The latest revision specified, among other things, that injections should begin on Nov. 1 for all states except Florida and instituted a sliding scale for the number of monthly injections to be given based on underlying disease (CLD, HSCHD) and gestational age. The latest revisions created much controversy (many of the recommendations were not based on clinical studies) and potential confusion. Therefore, it was not entirely surprising that the study of Perrin and Bégué found that palivizumab use in a large children’s hospital-associated primary practice was often outside the AAP guidelines. Indeed nearly half of the children who received palivizumab in the 2009-2010 RSV season did not conform with AAP guidelines. Systematic identification of eligible children and auditing of all requests for palivizumab the following season increased the percentage of children in whom palivizumab administration conformed with the AAP guidelines to 86%, yet less than one-third of the children in both seasons received the appropriate number of doses (most children received fewer than the number of appropriate doses).

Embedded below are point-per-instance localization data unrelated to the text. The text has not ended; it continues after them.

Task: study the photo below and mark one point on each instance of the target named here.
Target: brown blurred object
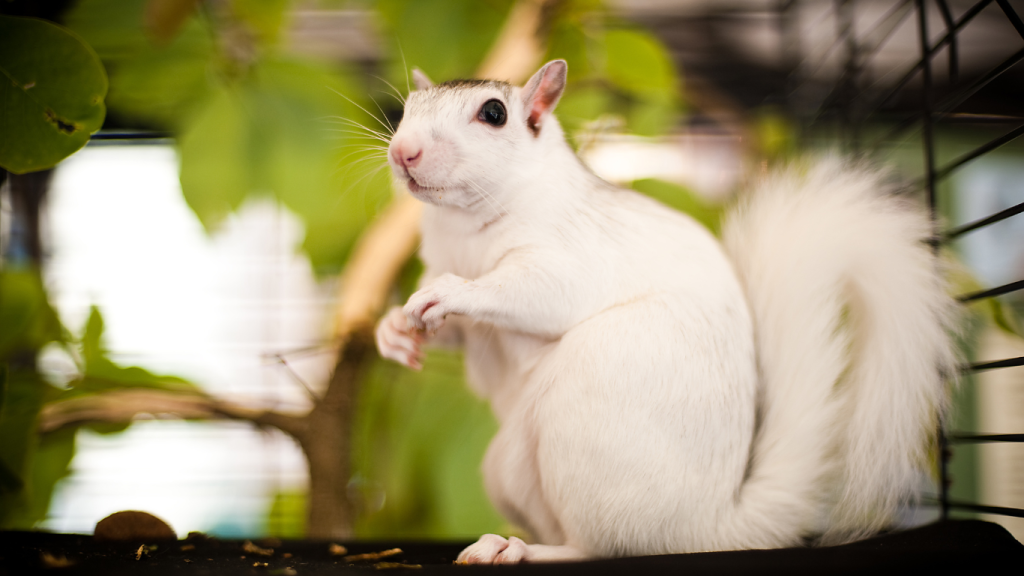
(164, 18)
(132, 526)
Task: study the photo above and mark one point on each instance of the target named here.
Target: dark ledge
(965, 546)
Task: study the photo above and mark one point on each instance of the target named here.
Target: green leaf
(264, 16)
(445, 38)
(99, 374)
(51, 93)
(27, 321)
(683, 200)
(284, 132)
(638, 63)
(17, 428)
(158, 85)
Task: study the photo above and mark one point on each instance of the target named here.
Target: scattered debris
(50, 561)
(249, 547)
(373, 556)
(396, 566)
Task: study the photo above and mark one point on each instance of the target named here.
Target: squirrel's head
(460, 139)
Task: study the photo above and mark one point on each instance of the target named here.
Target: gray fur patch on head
(458, 92)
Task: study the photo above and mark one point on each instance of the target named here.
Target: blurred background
(173, 294)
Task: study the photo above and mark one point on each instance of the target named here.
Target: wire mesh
(938, 30)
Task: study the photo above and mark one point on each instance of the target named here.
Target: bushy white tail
(852, 324)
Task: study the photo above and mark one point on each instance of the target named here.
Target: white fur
(657, 393)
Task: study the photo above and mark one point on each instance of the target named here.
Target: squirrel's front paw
(427, 307)
(397, 341)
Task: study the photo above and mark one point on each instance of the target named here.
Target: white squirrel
(657, 393)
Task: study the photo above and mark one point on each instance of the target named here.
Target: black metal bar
(1012, 16)
(955, 99)
(130, 135)
(968, 16)
(928, 145)
(1012, 211)
(1008, 363)
(981, 118)
(947, 17)
(988, 147)
(997, 291)
(1000, 510)
(984, 438)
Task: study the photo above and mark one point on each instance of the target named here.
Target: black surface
(965, 546)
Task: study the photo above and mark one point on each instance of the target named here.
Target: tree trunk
(327, 440)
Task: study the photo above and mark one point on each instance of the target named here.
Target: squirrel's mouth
(416, 188)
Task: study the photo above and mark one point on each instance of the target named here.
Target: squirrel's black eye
(493, 112)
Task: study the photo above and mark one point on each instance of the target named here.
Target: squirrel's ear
(542, 92)
(420, 80)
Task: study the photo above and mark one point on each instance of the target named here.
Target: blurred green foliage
(51, 92)
(32, 463)
(418, 444)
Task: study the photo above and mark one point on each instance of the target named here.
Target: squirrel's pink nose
(407, 154)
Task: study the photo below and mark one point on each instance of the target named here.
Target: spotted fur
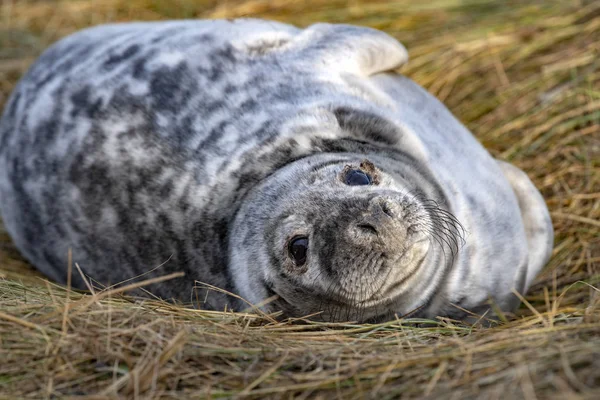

The data suggest that standardization of practice was very effective in limiting palivizumab use to those children who fulfilled AAP criteria but failed to lead to improvements in the percentage of children who received the appropriate number of doses. Inadequate dosing results in decreased cost effectiveness of an already expensive intervention. Further efforts should target system-based approaches to maximize administration rates.

Jeffrey S. Kahn, MD, PhD
Professor of Pediatrics and Microbiology
Director, Infectious Diseases, Department of Pediatrics
University of Texas Southwestern Medical Center
Dallas

Disclosure: Dr. Kahn reports no relevant financial disclosures.